Twin births were at a very high risk of death in this cohort as found in previous studies in Burkina Faso where twins had over 4-times increased risk of infant death [34, 43, 44]. Our findings suggest that the death rate remains high for twins until 6 months of age. Multiple births were found in several studies from Africa to have an increased risk of death especially in the neonatal period [16, 45, 46]. Preterm birth and low birth weight, both frequently associated with multiple births, both increase the risk of early death.

Low anthropometric z-scores at 3 weeks of age were associated with a 3-times higher rate of infant death in the postneonatal period. Because of the number of children who did not have anthropometric data at week-3 and due to the potential interaction between birth weight and history of previous child death (which relates to maternal parity), we did not include this variable in the adjusted models for the period of the first half of infancy or entire infancy. Our data strengthen the existing knowledge on the association between malnutrition and high child mortality [47, 48].
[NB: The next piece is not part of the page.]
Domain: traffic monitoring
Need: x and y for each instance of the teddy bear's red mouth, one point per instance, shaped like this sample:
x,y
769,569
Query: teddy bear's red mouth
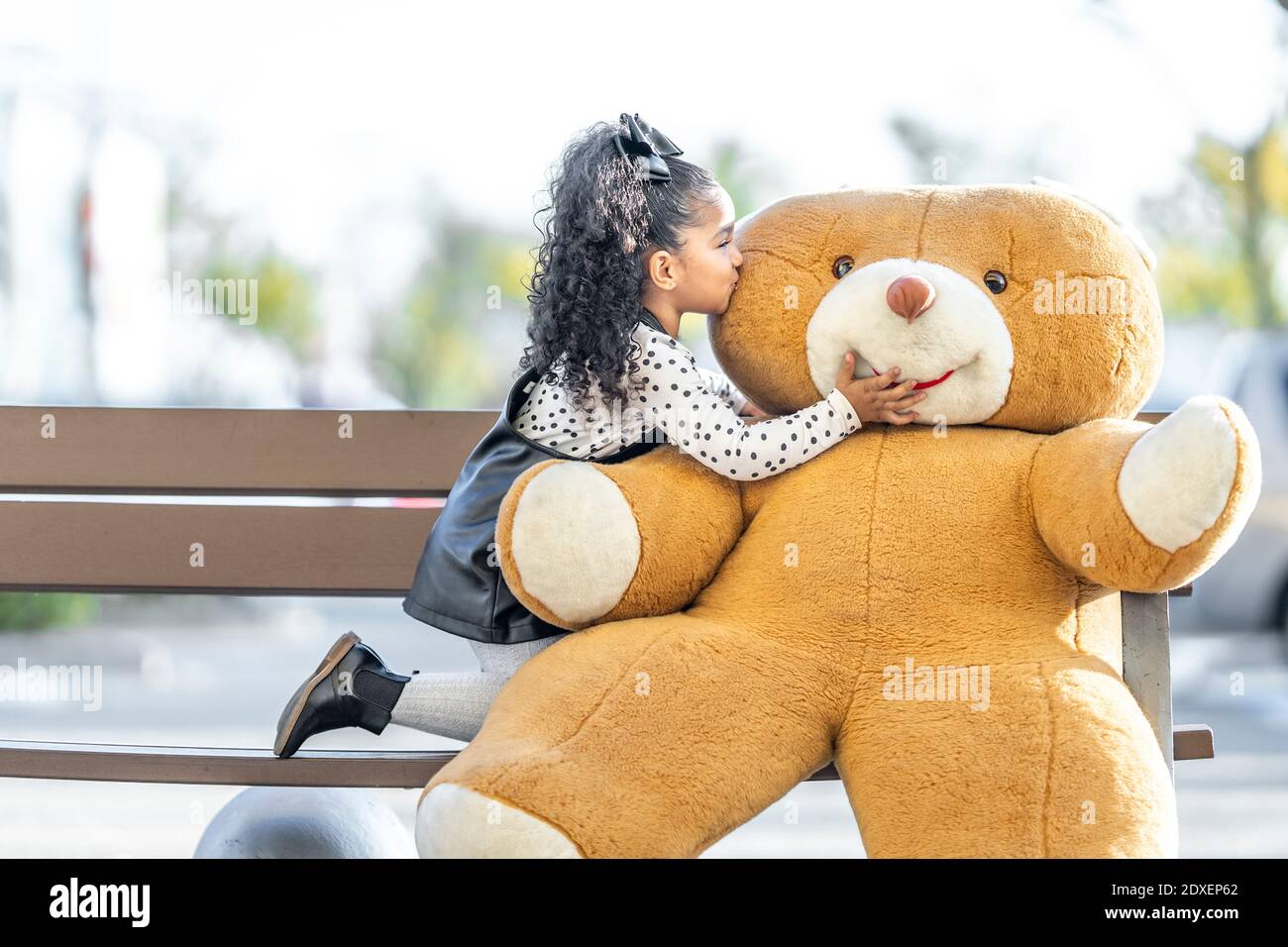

A surprising finding at first sight is that of a higher death rate in the group of children living closer to a health facility. This was largely due to the high mortality rates observed in the 2 study clusters with the highest IMRs. Alternative explanations of this result in contrast to previous data from Burkina Faso [22, 34], is either the difference in the cut-off point used (as shown) or it may relate to the already mentioned poor quality of care in facilities. The presence of a facility itself will not make any difference if villagers do attend it only in case of complications, if the centre is poorly equipped or if the health staff is not adequately trained.

Our study had some limitations amongst which, its low power to detect risk factors associated with a small increase in infant death rate (example household assets, parity, maternal education and number of ANC visits) and the high proportion of deaths with missing probable causes due both to initial study design and cultural context where detailed description of the circumstance of early child death by the mother was emotionally difficult. Another limitation was the variation in villages’ population that may have resulted in lower probability of women from larger or high fertility villages of being recruited.

Nonetheless, our study is a rarity in Burkina Faso, being a recent prospective, community-based cohort study in a rural area. The use of a random sample of pregnant women for data collection reduced the selection bias to a minimum and we achieved a very high follow-up rate by one year. Another strength of this study was the follow-up of multiple births and their inclusion in the analyses.